Text Mining Exercise

I experimented with looking at my personal canon for the text mining exercise, as I was curious if I would be able to note any common overlap between the common phrases that I use I use in my writing across a number of years. To begin, I compiled all of the essays and response papers from my Junior year of high school, and pasted all of them into a single text file, which I then entered into Voyant.

Screen Shot 2019-11-12 at 8.15.41 AM.png

Screen Shot 2019-11-12 at 8.16.45 AM.png

The results looked like this. There are clearly some words that I use in specific response papers that end up popping up enough to overtake the common phrases throughout my writing. With more texts these results would be smoothed out. I do say a horrifying amount of “even though” and “kind of” at this point, which I would have hoped might have been ironed out of my writing by that point! You can see in the chart how certain words like “children” and “grady” have quite high peaks, because they are the related to an essay topic from that area of the total corpus from this era.
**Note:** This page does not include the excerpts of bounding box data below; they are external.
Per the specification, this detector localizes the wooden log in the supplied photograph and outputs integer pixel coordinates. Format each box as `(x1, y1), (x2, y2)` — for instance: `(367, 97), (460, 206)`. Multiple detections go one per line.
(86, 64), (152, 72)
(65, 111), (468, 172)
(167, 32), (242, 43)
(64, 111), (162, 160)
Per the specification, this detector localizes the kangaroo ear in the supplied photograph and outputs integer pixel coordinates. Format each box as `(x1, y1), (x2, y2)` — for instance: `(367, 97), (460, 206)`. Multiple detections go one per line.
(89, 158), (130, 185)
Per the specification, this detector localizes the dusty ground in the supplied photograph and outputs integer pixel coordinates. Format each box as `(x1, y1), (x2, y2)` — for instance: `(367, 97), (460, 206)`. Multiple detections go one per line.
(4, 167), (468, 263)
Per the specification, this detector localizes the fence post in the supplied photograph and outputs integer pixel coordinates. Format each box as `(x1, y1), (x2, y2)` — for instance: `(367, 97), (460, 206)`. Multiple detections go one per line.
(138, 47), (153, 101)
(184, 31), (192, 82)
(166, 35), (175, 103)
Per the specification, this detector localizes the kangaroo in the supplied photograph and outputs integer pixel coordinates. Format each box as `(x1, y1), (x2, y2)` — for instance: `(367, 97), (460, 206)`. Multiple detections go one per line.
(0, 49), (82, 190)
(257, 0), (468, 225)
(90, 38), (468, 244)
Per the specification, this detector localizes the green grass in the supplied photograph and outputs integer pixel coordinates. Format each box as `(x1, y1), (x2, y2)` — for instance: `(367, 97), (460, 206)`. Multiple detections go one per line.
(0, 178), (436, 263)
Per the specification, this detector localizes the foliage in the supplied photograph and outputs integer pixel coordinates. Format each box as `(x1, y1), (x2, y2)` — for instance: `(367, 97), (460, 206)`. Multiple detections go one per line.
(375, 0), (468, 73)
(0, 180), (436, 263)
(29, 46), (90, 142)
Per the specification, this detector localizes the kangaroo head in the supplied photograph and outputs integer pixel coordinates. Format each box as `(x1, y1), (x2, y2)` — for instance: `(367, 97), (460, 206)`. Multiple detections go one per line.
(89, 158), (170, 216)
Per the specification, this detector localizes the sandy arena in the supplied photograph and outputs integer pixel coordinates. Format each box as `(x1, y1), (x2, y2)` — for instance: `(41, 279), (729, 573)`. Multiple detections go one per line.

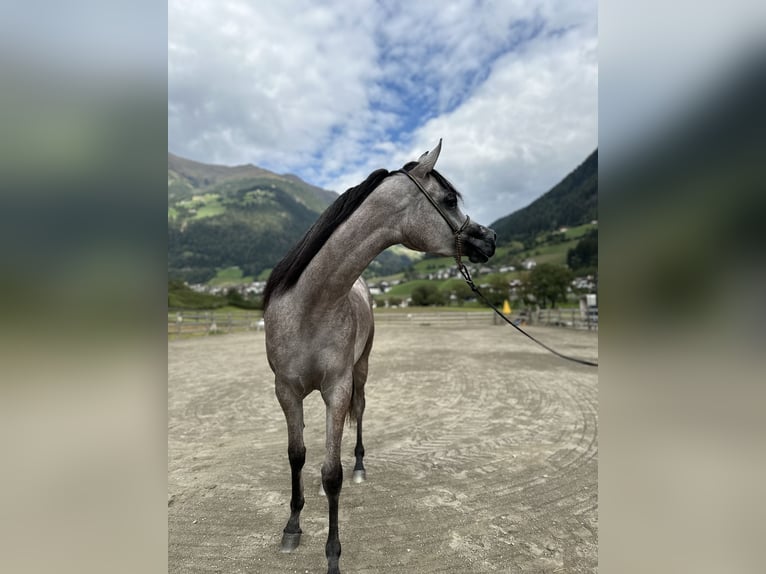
(168, 322), (598, 574)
Screen Shot 2019-11-12 at 8.16.03 AM.png

Screen Shot 2019-11-12 at 8.16.56 AM.png

I compared these writings to my college thesis, which was a much longer single file that I could drop right into Voyant. Similarly, the specificity of the subject led to certain unique phrases appearing at a far higher rate than they would across my imagined full corpus of this time. However, there were more general phrases that I use repeatedly that do not appear in my older writings, the main ones being “in this way,” “engagements with,” and “in order to”. Given the examples of my top five words (augmented, interface, pokémon, reality, and world) this sample does not feel representative of my general writing style of this moment, even though it is the majority of writing that I have from the time.

For future projects of this kind it would be quite interesting to do this style of text mining on the entirety of someone’s text messages, or to split a person’s messages into time periods of their life or by who they are speaking to. I often wonder how the way that I communicate over text has changed over time, and how much that is a circumstance of my own language changing, or where I am living and who I am surrounded by. Relatedly, I wonder how much these changes in place and time affect my language over-all or if I still have very specific patterns of communicating with certain people, like the friends that I’ve been texting with since I first had a phone. I think tools like Voyant are useful in answering these preliminary questions, though I think they would be far more valuable if you could more clearly specify examining changes over time. The graph area attempts this by looking at word usage through “document segments,” (I am not completely sure what this means) but it would be useful to be able to more granularly study these changes over time via groups of texts.